Why? Why can't you get a pair of shorts that look identical to men's shorts but in women's sizes? Sure, both sections have cargo shorts, but the women's shorts are going to be less baggy and, usually, shorter. I don't like my shorts above my knee and I like to have a lot of room in them. Hence, I shop in the men's section, not because I am male but because the women's section doesn't cater to my desires.

But then, I run into another problem. I have hips. Everyone has hips, but because my body is engineered for childbirth, mine are wider than my penis'd counterparts. Men's shorts do not accommodate my hips. So, I buy a pair that is 2 sizes too big and then must invest in a belt, which then causes me to shop in the men's department because all of the women's belts are sparkly, rhinestone'd, and/or adorned with butterflies, which then causes me to have to get the smallest size belt, which is STILL too big, and create my own extra hole so that it will make my shorts fit me.

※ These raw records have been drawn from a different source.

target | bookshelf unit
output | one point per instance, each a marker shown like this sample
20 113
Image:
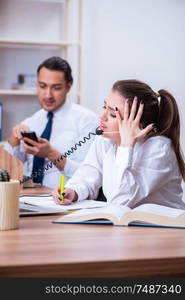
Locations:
31 31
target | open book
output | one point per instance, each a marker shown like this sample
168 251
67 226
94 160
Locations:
143 215
45 203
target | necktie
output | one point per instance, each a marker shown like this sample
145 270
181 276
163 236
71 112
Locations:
38 162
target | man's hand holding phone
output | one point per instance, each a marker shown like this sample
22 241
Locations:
30 135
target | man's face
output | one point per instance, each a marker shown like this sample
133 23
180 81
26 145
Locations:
52 89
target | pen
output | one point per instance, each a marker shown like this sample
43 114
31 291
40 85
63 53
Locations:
62 179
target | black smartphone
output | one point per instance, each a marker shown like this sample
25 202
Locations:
31 135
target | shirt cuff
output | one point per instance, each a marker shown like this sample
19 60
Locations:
124 157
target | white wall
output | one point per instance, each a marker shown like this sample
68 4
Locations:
141 39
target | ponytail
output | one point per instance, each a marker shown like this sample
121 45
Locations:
169 125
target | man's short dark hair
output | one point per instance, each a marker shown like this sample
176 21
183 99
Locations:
56 63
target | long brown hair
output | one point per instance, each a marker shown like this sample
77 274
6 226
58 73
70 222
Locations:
159 108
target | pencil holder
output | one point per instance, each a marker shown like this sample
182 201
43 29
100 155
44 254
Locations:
9 201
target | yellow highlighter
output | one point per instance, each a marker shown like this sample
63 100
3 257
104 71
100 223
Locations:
62 181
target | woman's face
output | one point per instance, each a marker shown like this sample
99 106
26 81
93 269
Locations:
109 122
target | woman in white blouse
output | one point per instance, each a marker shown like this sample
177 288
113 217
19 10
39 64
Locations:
137 159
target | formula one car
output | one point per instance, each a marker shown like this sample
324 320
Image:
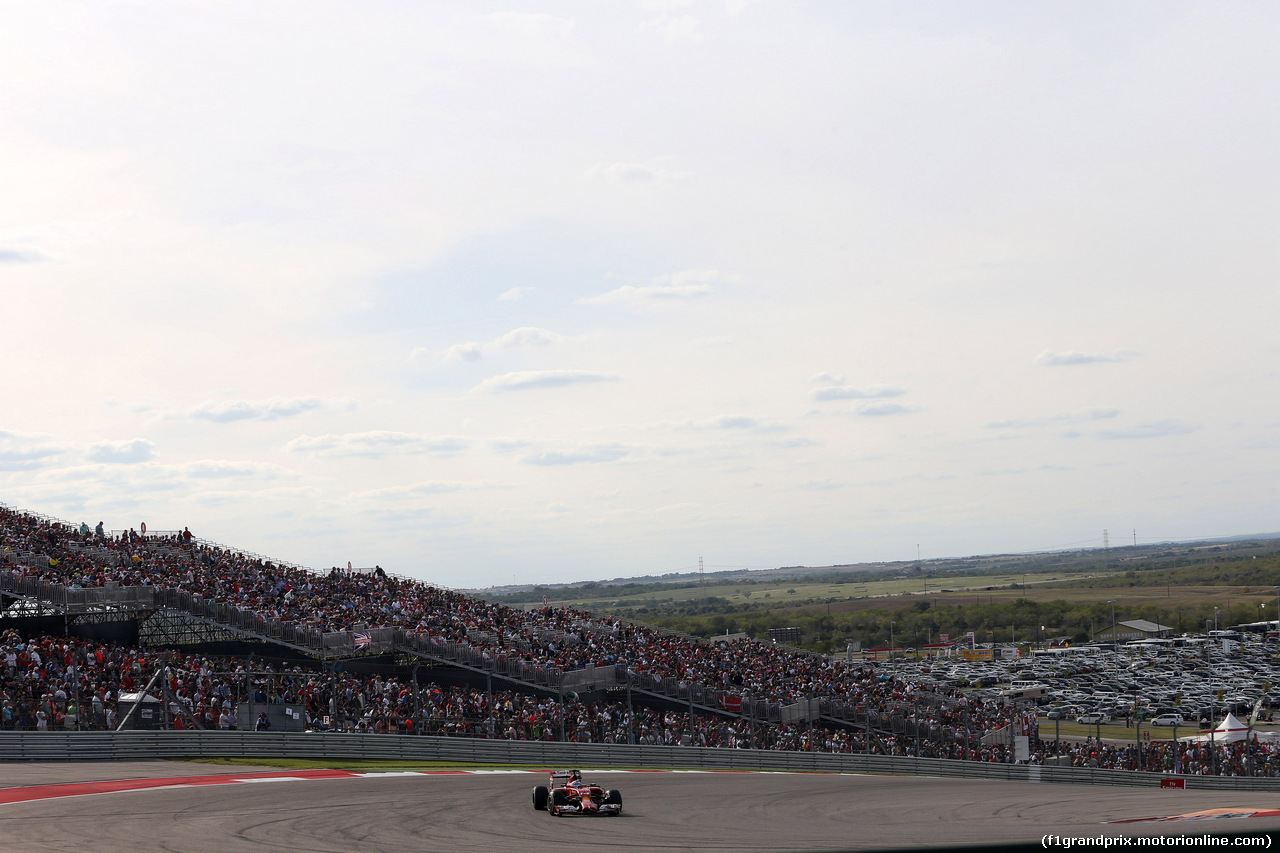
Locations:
566 793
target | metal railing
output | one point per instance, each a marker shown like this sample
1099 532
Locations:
137 746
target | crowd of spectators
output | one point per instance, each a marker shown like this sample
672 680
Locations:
65 683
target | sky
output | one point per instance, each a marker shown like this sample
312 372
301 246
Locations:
539 292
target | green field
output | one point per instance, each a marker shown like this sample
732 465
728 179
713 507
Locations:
790 594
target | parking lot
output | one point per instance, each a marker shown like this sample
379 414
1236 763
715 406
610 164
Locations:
1184 685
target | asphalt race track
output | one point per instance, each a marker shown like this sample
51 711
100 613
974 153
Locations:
492 811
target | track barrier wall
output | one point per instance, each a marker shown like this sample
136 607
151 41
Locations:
265 746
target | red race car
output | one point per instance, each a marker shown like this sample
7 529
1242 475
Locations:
566 793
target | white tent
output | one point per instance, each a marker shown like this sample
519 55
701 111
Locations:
1226 731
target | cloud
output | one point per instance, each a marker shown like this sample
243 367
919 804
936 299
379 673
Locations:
528 336
592 454
525 336
848 392
881 409
127 452
18 256
1080 416
469 351
26 451
624 172
1050 359
823 484
410 492
214 469
374 443
675 287
1157 429
530 23
529 379
224 411
744 423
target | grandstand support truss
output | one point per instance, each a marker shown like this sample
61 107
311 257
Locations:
168 626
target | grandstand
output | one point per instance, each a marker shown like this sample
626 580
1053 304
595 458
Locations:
224 637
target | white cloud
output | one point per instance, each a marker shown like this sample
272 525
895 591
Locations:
398 493
1048 359
469 351
848 392
636 173
223 411
1157 429
526 336
123 452
741 423
1055 420
586 454
675 287
878 409
19 256
27 451
375 443
530 379
213 469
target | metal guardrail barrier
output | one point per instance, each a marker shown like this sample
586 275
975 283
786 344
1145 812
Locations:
138 746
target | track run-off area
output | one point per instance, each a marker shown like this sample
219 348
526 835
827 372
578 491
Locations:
184 807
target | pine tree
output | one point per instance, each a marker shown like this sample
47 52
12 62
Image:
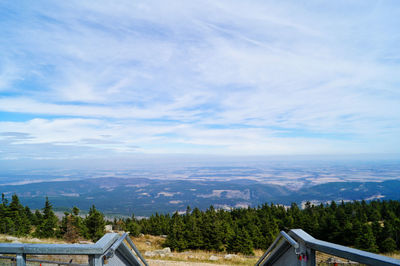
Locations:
48 226
366 239
95 224
240 242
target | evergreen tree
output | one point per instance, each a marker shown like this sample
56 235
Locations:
48 225
240 242
366 240
95 224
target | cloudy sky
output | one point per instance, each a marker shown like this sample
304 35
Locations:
102 78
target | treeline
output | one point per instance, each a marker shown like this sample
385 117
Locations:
372 226
15 219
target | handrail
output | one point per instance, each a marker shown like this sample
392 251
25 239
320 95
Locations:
343 251
117 243
279 237
103 249
300 240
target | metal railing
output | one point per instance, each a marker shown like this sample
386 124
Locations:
299 248
111 248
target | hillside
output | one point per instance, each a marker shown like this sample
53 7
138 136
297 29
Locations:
144 197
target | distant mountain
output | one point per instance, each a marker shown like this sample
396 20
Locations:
144 197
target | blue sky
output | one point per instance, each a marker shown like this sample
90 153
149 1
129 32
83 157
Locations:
82 79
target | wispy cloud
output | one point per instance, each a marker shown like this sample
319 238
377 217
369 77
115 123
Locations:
225 77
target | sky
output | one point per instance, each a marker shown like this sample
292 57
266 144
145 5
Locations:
97 79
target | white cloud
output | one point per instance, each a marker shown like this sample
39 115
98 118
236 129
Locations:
216 76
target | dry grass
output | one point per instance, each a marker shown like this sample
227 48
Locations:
30 240
150 243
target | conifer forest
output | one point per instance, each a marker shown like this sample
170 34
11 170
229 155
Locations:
372 226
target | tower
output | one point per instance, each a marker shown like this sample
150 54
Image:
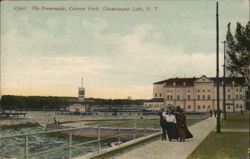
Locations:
81 93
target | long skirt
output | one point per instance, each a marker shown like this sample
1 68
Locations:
172 131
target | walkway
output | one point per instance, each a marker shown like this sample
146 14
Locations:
178 150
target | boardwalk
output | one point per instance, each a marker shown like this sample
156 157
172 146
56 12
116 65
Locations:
172 150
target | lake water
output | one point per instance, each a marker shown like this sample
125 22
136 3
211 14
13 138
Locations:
14 147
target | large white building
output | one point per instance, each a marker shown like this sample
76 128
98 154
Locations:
199 94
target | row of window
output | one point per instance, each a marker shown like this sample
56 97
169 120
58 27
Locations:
199 107
236 90
199 97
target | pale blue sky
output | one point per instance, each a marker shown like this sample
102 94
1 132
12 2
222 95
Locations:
119 54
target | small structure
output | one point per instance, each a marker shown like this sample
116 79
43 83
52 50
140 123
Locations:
77 108
154 104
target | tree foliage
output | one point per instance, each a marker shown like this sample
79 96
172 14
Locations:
238 51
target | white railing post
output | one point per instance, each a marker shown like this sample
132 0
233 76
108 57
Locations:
99 137
26 150
1 146
70 143
119 131
134 128
145 131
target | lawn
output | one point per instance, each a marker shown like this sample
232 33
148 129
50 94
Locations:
143 123
227 145
236 121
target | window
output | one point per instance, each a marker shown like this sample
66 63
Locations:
208 97
237 105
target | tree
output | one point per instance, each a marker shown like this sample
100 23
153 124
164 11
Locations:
238 50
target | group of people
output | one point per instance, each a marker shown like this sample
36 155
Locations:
173 123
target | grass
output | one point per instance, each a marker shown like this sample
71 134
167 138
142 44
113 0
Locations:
139 123
116 152
19 126
226 145
236 121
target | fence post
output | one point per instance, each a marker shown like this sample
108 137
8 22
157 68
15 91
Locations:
1 146
26 150
70 142
134 128
99 137
119 131
145 131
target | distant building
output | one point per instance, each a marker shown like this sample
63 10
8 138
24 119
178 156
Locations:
154 104
199 94
77 108
81 93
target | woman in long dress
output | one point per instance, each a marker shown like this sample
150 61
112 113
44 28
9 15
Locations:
184 133
163 124
171 125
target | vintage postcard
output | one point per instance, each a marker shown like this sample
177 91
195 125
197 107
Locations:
125 79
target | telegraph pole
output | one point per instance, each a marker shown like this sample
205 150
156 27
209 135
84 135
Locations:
224 83
218 126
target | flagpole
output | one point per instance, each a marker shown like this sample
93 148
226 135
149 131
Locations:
224 83
218 126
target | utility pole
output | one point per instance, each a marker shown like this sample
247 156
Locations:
224 83
218 126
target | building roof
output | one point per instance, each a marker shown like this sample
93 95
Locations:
156 100
191 81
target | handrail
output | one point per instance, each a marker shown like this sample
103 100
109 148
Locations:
70 145
58 130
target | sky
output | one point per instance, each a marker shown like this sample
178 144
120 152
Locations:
117 53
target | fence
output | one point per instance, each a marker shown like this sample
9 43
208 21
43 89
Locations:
71 146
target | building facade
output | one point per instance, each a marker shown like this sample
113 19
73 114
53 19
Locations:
200 95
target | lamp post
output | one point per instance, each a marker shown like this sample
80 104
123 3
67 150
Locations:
218 126
224 83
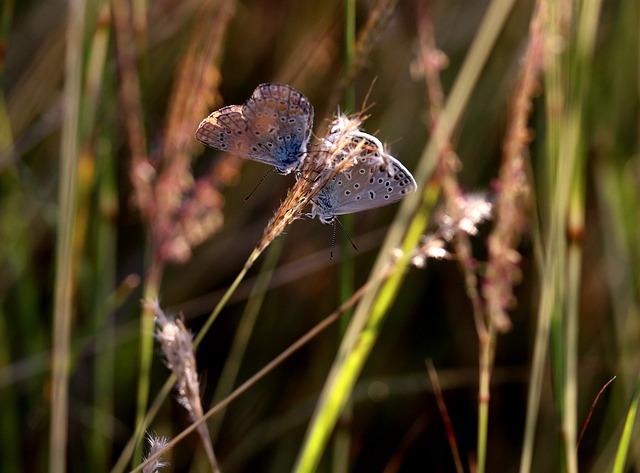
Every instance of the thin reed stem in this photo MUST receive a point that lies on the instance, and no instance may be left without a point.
(66, 258)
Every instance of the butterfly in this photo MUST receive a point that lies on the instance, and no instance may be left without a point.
(375, 179)
(272, 127)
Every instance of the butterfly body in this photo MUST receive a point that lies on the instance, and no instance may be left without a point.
(373, 180)
(272, 127)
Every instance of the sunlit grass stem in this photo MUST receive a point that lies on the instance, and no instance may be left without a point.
(66, 258)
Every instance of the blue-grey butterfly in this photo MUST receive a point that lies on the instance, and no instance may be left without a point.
(272, 127)
(374, 180)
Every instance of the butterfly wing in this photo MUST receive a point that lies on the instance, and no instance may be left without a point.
(272, 127)
(375, 180)
(370, 184)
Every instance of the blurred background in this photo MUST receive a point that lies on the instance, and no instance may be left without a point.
(147, 73)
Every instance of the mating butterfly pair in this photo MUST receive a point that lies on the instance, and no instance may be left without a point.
(274, 127)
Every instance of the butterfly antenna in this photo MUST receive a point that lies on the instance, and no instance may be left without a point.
(344, 230)
(365, 107)
(257, 185)
(333, 238)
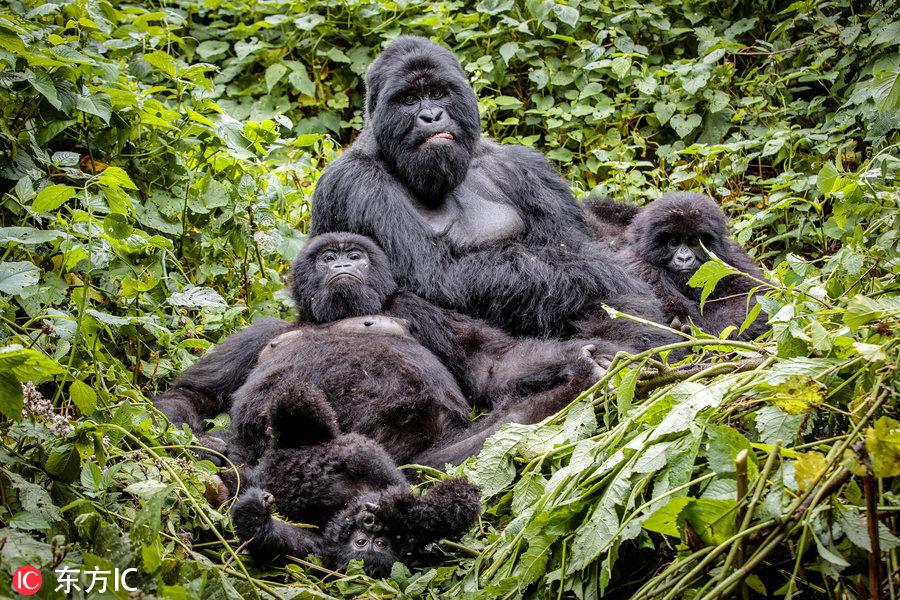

Don't even get my started on shirts. I'm just getting to the point in my life where my narrow shoulders and I are making amends. I'm going to find whoever started the "let's wear our t-shirts so big they look like hospital gowns" fad and beat the shit out of him because now, even an extra small men's t-shirt looks like a dress on me. I sure as hell can't shop in the women's department because I'm not interested in a.) showing off my cleavage, b.) pastel colors, c.) bunches/ruffles/frills, or d.) squeezing into a shirt like its made of spandex. I want to be able to breathe but I don't want to look like I'm swimming in my dad's old clothing.

Jeans are a fucking debacle because, again, there is this assumption that because I have a vagina, I have this overwhelming urge to squeeze into skin tight denim and appear as though my jeans are painted on. Denim is merciless when it comes to my hips so men's jeans are out of the question. When I finally find a women's pair that is loose enough, they're about a foot too long and I'm so close to ripping my hair out of my head, I don't even give a shit about buying new pants at all anymore.

American Eagle is the best place I've found for my dilemma, but even they have their faults. Their X-Small button up shirts fit my shoulders, but again, my hips aren't accommodated, as the shirt doesn't widen toward the bottom like a women's shirt would. They're fine to wear unbuttoned but otherwise, I'm out of luck.

So, all griping and complaining aside, why is clothing still gendered? As I said, I understand that, biologically, males and females have different body structures (trust me, my hips remind me of this every day). But why, when a pair of girl's jeans are modeled like men's jeans, they're called "Boyfriend" jeans? Why is the entire women's section of Modell's a swamp of pastels and flowers? Why can't I find a plaid button down shirt in the women's department that isn't sparkly and ruffled? Why, in 2009, are we still pinned to the wall with little labels on our clothing based on our genitals?

Where the hell is my genderqueer department store?